La deposizione della testimone rappresenta un contributo significativo al dibattito sulla dinamica dell’intervento. Affermando che gli agenti “hanno fatto il loro dovere”, la residente fornisce una valutazione complessiva dell’operato che suggerisce una condotta conforme alle procedure e alle responsabilità professionali degli operatori di forze dell’ordine. Questa prospettiva contraddice direttamente le critiche mosse verso gli agenti stessi.
Il contesto della vicenda bolognese
La morte di Abderrahim Fakir a Bologna ha generato attenzione e dibattito pubblico attorno alle circostanze del decesso e alle responsabilità eventualmente coinvolte. La comparsa di testimonianze dirette, come quella fornita dalla residente, assume particolare rilievo nella ricostruzione dei fatti poiché consente di documentare versioni dei comportamenti e delle intenzioni degli operatori nel momento dell’intervento.

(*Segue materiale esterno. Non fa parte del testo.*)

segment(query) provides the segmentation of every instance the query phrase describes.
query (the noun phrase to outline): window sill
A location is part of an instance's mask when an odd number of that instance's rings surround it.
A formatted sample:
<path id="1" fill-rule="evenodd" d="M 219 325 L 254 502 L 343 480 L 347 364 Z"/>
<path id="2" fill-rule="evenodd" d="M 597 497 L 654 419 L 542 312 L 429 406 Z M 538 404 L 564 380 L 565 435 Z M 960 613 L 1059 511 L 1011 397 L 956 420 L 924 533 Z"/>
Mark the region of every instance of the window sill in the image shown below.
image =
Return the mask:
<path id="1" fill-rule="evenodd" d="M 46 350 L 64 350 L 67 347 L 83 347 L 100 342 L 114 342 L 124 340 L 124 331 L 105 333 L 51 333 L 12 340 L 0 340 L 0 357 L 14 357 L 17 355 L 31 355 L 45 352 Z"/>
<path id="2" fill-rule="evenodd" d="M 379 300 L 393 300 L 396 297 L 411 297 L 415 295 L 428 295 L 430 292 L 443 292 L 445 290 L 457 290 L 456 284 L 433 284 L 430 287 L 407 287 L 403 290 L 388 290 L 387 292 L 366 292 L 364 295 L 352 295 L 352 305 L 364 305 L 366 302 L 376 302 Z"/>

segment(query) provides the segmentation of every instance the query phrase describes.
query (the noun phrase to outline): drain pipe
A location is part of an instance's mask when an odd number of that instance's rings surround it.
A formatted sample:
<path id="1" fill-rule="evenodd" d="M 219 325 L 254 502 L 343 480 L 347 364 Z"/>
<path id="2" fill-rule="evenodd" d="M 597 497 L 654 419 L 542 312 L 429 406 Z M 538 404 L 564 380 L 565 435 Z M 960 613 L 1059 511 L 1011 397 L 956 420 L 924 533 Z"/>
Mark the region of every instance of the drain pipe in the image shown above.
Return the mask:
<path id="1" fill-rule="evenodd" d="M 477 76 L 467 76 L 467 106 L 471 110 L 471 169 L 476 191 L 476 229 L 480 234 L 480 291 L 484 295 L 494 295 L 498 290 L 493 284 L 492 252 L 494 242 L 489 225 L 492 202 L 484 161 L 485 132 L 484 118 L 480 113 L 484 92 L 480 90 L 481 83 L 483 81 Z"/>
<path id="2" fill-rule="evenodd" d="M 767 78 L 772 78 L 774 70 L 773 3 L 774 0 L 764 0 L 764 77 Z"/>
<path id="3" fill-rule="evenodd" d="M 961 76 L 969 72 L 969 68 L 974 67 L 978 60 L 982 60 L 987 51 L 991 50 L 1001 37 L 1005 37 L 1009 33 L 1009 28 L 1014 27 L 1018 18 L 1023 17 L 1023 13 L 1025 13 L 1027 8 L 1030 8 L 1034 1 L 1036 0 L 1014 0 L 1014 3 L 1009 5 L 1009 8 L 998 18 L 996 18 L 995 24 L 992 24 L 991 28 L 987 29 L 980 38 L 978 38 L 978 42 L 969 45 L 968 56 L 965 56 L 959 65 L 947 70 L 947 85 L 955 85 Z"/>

Le dichiarazioni della donna si inseriscono in un contesto dove interpretazioni diverse degli stessi eventi hanno circolato. La sua posizione, quale testimone presente sul luogo, le conferisce autorevolezza nel descrivere il comportamento tanto di Fakir quanto degli agenti coinvolti. La sequenza che ella riferisce,contatto con un cittadino seguito dall’intervento degli operatori,fornisce una cornice interpretativa per valutare le azioni successive.
La testimone ha inoltre rigettato globalmente le critiche all’operato degli agenti, affermando che “non è vero niente di quello che si dice” in termini sfavorevoli nei loro confronti. Questa negazione categorica dei rilievi mossi agli operatori rappresenta un elemento di forte contrasto rispetto a quanto era stato dibattuto sulla questione in precedenza. La resistenza di Fakir all’aiuto, secondo la sua versione, avrebbe costituito il fattore determinante nella situazione.
La disponibilità della testimone a rilasciare dichiarazioni pubbliche sulla vicenda suggerisce un desiderio di chiarire ciò che effettivamente accadde nel corso dell’intervento, contribuendo così a una comprensione più completa dei fatti. La sua prospettiva, basata su un’osservazione diretta del corso degli eventi, fornisce un elemento narrativo aggiuntivo rispetto alle altre ricostruzioni disponibili sulla morte di Fakir e sulle responsabilità dei vari attori coinvolti nella vicenda bolognese.